Abstract

Abstract Background and Aims The native Arterio venous fistula (AVF) is the recommended first choice for regular hemodialysis treatment. However, its patency is mainly limited due to stenosis and thrombosis, leading to insufficient dialysis, costly interventions, subsequent in-hospital care and follow ups. Primary aim: To find medical or laboratory markers associated with dysfunctional AVF. Method Retrospective analysis of radiologic examinations and medical records was made due to clinical suspicion of AVF dysfunction (cases) from two hospitals during 2006-2014. Comparison was made with data from 52 patients without complications (controls) with repeated blood sampling during the same period. Differences between groups were calculated with Mann- Whitney test and paired statistics with Wilcoxon U test before and after examination. Results Mean age in both groups was 65 years. In 153 patients 473 radiological examinations were performed due to clinical suspicion of dysfunction. Angiography and PTA were made when suitable according to guidelines. In 171 of these examinations no intervention was performed.

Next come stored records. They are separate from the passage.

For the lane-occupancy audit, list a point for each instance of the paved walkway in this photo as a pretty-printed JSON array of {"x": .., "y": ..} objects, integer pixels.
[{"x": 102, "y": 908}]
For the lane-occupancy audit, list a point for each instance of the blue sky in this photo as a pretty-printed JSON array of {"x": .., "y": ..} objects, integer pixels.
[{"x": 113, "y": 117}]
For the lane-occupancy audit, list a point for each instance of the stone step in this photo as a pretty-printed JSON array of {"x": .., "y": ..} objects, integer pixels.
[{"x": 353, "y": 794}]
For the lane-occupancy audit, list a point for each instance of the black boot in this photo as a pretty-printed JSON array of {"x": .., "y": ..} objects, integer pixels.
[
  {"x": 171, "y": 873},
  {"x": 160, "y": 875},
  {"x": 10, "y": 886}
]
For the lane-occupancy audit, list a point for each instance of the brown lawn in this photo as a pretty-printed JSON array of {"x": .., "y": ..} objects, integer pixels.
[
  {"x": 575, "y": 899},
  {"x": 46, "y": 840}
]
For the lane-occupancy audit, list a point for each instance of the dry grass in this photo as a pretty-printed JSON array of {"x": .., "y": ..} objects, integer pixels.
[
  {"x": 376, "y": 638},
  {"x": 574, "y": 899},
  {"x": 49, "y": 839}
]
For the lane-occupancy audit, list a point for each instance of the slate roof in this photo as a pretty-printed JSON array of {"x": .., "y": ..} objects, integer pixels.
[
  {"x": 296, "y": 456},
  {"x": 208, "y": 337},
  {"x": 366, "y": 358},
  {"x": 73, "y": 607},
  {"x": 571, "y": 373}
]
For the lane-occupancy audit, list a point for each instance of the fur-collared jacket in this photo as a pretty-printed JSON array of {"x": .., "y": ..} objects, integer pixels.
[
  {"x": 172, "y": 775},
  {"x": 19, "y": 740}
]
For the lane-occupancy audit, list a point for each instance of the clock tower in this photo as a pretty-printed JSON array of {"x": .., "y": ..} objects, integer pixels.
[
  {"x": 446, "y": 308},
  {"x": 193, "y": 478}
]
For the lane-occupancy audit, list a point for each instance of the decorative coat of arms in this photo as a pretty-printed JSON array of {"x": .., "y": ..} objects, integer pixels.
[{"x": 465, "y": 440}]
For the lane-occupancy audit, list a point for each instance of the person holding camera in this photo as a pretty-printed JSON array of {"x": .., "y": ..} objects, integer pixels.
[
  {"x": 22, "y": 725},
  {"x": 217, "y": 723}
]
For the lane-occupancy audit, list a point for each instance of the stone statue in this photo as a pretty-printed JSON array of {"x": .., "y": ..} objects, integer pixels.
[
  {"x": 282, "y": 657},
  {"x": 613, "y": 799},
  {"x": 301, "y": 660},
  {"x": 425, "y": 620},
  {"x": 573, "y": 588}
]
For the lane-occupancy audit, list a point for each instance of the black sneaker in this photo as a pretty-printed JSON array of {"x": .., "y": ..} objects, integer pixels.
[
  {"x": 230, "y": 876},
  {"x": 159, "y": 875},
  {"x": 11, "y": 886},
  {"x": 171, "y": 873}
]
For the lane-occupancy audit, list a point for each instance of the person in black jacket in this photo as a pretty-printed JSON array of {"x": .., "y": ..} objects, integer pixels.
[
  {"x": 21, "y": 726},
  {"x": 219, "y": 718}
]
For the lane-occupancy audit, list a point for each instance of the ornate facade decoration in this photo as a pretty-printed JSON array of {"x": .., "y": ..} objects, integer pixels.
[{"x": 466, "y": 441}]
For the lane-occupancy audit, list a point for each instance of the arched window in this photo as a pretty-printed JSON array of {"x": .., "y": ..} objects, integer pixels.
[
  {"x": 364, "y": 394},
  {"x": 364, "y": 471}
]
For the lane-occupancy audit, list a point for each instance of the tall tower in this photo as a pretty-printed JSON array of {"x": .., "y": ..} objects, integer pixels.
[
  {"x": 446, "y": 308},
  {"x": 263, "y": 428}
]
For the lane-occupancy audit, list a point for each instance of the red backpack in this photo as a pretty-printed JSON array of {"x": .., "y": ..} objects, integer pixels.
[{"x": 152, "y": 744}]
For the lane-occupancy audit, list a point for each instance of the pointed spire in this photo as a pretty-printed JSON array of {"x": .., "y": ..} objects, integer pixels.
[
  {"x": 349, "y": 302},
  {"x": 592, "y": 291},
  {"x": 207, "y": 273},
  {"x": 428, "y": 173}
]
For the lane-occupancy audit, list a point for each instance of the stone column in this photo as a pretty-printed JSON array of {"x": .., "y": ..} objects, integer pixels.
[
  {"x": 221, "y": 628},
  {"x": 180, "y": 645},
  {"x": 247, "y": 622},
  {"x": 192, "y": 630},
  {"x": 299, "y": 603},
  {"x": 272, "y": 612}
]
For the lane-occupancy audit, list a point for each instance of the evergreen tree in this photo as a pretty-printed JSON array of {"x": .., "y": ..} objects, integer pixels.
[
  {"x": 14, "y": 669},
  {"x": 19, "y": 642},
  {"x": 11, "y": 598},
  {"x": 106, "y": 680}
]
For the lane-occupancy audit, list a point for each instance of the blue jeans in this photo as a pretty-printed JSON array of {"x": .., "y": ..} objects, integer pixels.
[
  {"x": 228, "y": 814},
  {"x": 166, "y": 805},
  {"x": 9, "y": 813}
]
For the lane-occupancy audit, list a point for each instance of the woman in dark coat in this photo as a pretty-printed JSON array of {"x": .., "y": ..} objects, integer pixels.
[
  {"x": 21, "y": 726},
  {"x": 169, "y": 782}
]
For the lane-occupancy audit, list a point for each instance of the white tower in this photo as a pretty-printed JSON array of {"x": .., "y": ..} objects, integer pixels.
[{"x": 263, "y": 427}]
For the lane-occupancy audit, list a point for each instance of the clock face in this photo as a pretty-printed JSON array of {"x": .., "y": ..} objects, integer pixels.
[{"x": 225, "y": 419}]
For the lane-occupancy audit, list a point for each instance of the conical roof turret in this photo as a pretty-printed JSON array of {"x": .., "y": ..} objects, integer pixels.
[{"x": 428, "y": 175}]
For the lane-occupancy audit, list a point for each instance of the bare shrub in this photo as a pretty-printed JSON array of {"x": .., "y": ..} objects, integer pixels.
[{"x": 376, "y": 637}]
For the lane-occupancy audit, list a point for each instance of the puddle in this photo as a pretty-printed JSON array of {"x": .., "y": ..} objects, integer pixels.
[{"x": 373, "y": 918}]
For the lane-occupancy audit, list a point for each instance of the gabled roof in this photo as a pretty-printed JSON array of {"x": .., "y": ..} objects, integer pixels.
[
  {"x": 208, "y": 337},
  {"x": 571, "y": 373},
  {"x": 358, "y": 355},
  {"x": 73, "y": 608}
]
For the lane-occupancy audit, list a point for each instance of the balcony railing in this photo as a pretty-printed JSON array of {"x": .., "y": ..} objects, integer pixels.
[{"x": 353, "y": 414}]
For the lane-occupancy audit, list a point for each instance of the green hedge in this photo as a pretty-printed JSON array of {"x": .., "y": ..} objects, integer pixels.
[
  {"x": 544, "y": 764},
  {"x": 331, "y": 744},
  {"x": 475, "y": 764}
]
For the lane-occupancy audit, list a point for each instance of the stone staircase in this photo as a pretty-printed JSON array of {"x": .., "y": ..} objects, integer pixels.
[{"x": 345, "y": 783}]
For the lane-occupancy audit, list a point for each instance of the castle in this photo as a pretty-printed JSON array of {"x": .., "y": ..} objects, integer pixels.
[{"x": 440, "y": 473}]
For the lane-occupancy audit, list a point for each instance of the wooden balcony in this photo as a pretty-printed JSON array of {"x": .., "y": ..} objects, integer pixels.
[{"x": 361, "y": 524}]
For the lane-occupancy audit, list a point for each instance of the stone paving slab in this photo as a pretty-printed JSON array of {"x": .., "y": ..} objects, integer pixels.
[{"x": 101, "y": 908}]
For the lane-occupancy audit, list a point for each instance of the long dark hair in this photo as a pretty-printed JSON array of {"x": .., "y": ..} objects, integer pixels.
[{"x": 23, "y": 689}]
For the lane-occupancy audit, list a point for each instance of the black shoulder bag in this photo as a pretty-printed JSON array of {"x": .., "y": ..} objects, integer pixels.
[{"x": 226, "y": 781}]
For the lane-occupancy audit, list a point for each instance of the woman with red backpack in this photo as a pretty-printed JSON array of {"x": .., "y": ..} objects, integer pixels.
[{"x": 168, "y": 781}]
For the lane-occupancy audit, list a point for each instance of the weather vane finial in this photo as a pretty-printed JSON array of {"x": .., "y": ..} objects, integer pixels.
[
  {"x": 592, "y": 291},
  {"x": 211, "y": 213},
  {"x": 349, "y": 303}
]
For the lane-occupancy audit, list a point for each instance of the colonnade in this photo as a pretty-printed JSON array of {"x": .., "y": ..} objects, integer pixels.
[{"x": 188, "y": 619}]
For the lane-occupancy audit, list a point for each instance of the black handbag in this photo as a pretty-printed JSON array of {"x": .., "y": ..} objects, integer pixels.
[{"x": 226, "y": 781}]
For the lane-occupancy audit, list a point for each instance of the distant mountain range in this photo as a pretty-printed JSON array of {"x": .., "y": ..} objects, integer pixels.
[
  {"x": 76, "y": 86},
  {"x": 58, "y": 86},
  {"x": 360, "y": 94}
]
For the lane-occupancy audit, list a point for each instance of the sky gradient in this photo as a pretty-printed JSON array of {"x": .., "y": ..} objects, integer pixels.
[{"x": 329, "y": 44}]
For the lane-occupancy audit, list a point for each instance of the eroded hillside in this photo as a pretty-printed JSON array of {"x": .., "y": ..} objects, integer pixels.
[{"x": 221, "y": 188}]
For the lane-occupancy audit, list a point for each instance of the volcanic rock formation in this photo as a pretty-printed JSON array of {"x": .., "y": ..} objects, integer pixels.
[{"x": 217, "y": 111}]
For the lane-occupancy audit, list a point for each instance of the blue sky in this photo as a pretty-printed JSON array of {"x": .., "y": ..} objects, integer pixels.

Cases versus controls had lower access flow (599±442 vs 1140±523, p<0.001), blood pump speed (291±49 vs 313±34, p<0.001), PTH (31±39 vs 39±29 pmol/L, p=0,021), Ca-phosphate product (3.9±1.1 vs 4.2±1.0, p=0.025), C-reactive protein (17±25 vs 24±38, p=0.004) and, higher in regard to recirculation (5.1±11 vs 0.5±3.4, p<0.001), HbA1c (52±16 vs 47±17, p=0.027), dose of tinzaparin (14330±8000 vs 12743±5400U/week, p= 0.025), weekly dose of erythropoietin stimulating agent (ESA, 8900±7100 vs 4900±4600U/week, p<0,001), and higher weekly iron supplement dosing (60±61 vs 41±54mg/week, p<0.001). Alfa- and Beta-blockers against hypertension were more often used among cases. Conclusion The reason for AVF problems in cases showed limited disturbances in Ca-phosphate hemostasis and inflammation. Instead, it seems that higher dosing of ESA and LMWH (as indicator of clotting) are factors that could be associated with development of AVF malfunction.